The disease is fatal, with symptoms that include neurological damage and severe mental retardation. These sulfatase enzymes are responsible for breaking down and recycling complex sulfate-containing sugars from lipids and mucopolysaccharides within the lysosome. The accumulation of lipids and mucopolysaccharides inside the lysosome results in symptoms associated with this disorder. As of 2018[update], 75–100 cases of MSD had been reported worldwide.
Multiple sulfatase deficiency is caused by any mutation of the SUMF1 gene which renders its protein product, the formylglycine-generating enzyme (FGE), defective. These mutations result in inactive forms of FGE. This enzyme is required for posttranslational modification of a cysteine residue in the sulfatase enzyme active site into formylglycine, which is required for its proper function.

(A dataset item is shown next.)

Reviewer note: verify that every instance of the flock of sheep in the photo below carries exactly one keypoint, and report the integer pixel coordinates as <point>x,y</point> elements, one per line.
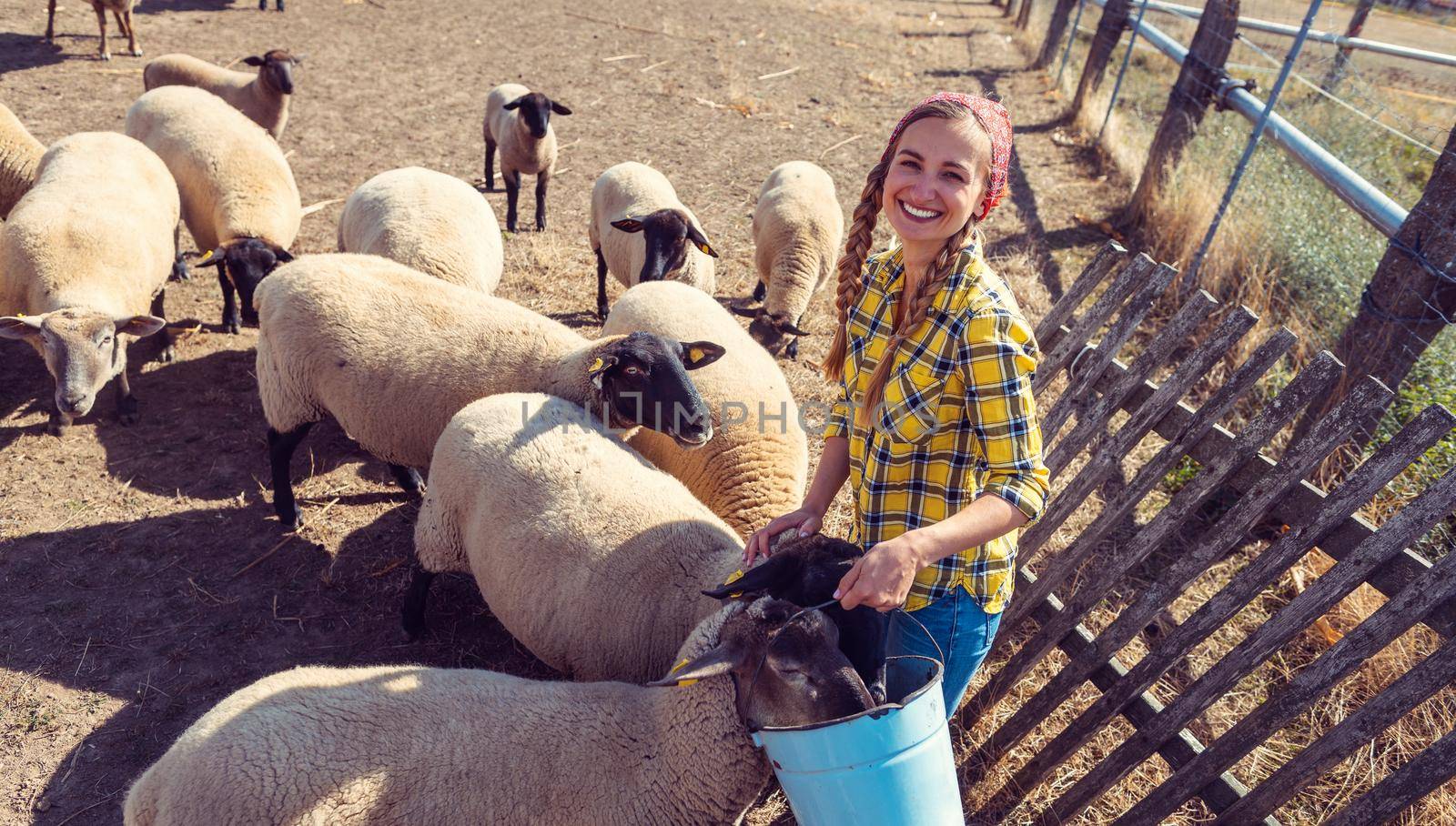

- If both parents are carriers:
- 25% (1 in 4) children will have the disorder
- 50% (2 in 4) children will be carriers (but unaffected)
- 25% (1 in 4) children will be free of MSD - unaffected child that is not a carrier
- If one parent is affected and one is free of MSD:
- 0% (0) children will have the disorder - only one parent is affected, other parent always gives normal gene
- 100% (4 in 4) children will be carriers (but unaffected)
- If one parent is a carrier and the other is free of MSD:
- 50% (2 in 4) children will be carriers (but unaffected)
- 50% (2 in 4) children will be free of MSD - unaffected child that is not a carrier
MSD may be diagnosed when deficiency of more than one sulfatase enzyme is identified in leukocytes or fibroblasts, or by molecular genetic testing which shows pathogenic variation in both alleles of the SUMF1 gene.
As there is no cure for MSD, treatment is restricted to management of symptoms.